Animal art from the Great Bend Brit Spaugh Zoo animals and Zoo Supervisor/Curator Ashley Burdick will be featured during the Art & Wine Walk on Friday, May 5.
Burdick will share some of her photography featuring animals at the zoo. These are printed on canvas and available for purchase.
There will also be some art by zoo animals, who were encouraged to put paint to canvas in various ways. The animal artists include foxes, bears, the binturong, lemurs, and pigs.

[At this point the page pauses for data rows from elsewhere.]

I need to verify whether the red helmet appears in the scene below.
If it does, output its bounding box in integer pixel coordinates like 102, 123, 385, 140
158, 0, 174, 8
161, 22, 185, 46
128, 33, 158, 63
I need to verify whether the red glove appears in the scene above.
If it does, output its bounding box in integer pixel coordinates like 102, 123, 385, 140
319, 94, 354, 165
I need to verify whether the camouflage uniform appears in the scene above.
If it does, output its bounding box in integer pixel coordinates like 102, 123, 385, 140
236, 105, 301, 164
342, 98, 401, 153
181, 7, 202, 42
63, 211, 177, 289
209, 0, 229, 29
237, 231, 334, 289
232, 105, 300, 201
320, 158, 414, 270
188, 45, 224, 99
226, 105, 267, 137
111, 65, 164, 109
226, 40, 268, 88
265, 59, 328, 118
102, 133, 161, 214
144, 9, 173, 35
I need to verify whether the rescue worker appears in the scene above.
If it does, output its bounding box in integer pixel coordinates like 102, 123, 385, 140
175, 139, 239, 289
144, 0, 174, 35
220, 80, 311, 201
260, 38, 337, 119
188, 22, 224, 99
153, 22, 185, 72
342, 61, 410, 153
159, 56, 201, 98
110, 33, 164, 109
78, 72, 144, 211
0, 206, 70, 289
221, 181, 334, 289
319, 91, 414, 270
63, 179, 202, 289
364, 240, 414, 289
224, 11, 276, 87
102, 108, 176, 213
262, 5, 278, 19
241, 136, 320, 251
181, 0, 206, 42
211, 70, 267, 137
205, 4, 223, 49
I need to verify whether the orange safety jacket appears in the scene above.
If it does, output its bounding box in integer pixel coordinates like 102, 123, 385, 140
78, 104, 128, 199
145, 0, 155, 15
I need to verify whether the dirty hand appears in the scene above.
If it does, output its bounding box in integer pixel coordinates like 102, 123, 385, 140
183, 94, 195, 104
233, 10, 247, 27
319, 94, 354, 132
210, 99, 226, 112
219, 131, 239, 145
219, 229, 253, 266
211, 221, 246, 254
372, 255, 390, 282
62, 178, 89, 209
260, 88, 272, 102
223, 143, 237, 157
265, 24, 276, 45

The keepers also have poured-paint canvases with animal paw prints.
All proceeds from sales go to the zoo. “The money helps our operating budget as well as the special projects we’ve been working on,” Burdick said.
The animals may not know they are creating art, but painting is a form of cognitive and social enrichment for them, Burdick said. “It allows the animals to engage and participate in a special activity that requires manipulation with their feet or mouth and also allows them to bond with their keepers.”
Bobcats have moved
The zoo’s newest exhibit animals are now visible. The zoo recently acquired two female bobcats, Amora, who is 8 years old, and, Hope, 15. Their exhibit is next to the grizzly bears.
They moved to the outdoor exhibit in mid-April but keepers kept the area slightly blocked off while they settled into their new home.
The bobcats lived at the Milford Nature Center until last year, when they moved to live at the Great Bend Zoo. Orphaned in the wild and unable to survive on their own, they were taken to the nature center as cubs.
According to a recent Facebook post showing the bobcats, “They love to nap on their high platforms and, like all of our cats, love to rub in stinky perfume!”
Other upgrades
It’s spring, and the animals and keepers at the Great Bend Brit Spaugh Zoo are active. The alligators are back on their pond after wintering indoors. The chinchillas recently benefited from an exhibit upgrade that nearly doubled their enclosure size.
The lion-viewing window has been replaced, the bison shade sails are back up and the butterfly garden is ready to go.
“We’re moving from an enclosed butterfly house, where we paid hundreds of dollars every few weeks for butterflies, to an open pollinator area so we can help all types of wild pollinators whose populations are in trouble,” Burdick said. “We’ve already seen several wild species including bees, monarchs, painted ladies and cloudless sulphur butterflies.”